Published on 15 Jun 2011
On Saturday, June 11, 2011, celebrated author Diana Butler Bass led an all-day session at Christ Church Cathedral on her next book: After Religion: The Three Questions Shaping a New Spiritual Awakening. The Cathedral’s own Neale Adams took notes (which you can find below).
On Sunday June 12, 2011, Diana preached at the Cathedral. You can listen to the audio MP3 version of her sermon by clicking here!
Lecture Notes by Neale Adams:
What’s happening at Christ Church Cathedral presents vision of the future Church, well-known historian and author Diana Butler Bass declared after preaching at the Cathedral.
Butler Bass, an Episcopalian from Alexandria, Virginia, on Saturday, June 12, presented a preview of a book she had just completed, Christianity After Religion, which will be published early next year, and preached at the Pentecost Sunday service the next day.
On her Facebook page she commented afterwards:
“A very good day at Christ Church Cathedral in Vancouver. Every seat taken, a sea of red, procession of “Veni Sancte Spiritus,” baptisms, guest choir, beautiful prayers (including one by Ronald Rolheiser), seven languages, and generous hospitality and laughter. If this is what Christianity looks like in a post-religious, “spiritual-but-not-religious” place, bring it ON!!!”
At the day-long Saturday study session attended by about 100 people from the diocese, local Lutheran and United Churches, as well as Cathedral parishioners, Butler Bass predicted that the Christian Church will change in its form and practice because society has changed.
As the years go on, fewer and fewer people are attending religious services. She said that a social scientist recently suggested that the figure was down to nine or ten per cent of Canadians during any given week, and perhaps 21 per cent in the United States.

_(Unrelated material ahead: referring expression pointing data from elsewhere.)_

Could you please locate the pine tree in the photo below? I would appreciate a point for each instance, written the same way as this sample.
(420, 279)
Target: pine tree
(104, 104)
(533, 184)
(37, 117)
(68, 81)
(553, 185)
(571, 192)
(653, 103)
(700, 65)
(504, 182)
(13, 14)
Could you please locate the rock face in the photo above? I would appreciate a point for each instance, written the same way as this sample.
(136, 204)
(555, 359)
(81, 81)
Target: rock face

Some surveys find more people claim they come to church, but social scientists suggest many are simply not telling the truth. It seems they want to be known as church goers, but attend infrequently.
Whatever the real numbers, this is a huge shift from fourty years ago, when it appears that at least four times as many Canadians went to religious services – a number higher than attendance in the US at that time. “People simply don’t show up in the way they used to,” said Butler Bass.
For many Christians there is a sense of failure, and grief, but they shouldn’t feel this way, she said. The culture has changed. People often don’t have Sundays off, or if they do, they need a break from their hectic modern lives. Churches have tried all sorts of things to increase attendance. Very little seems to work.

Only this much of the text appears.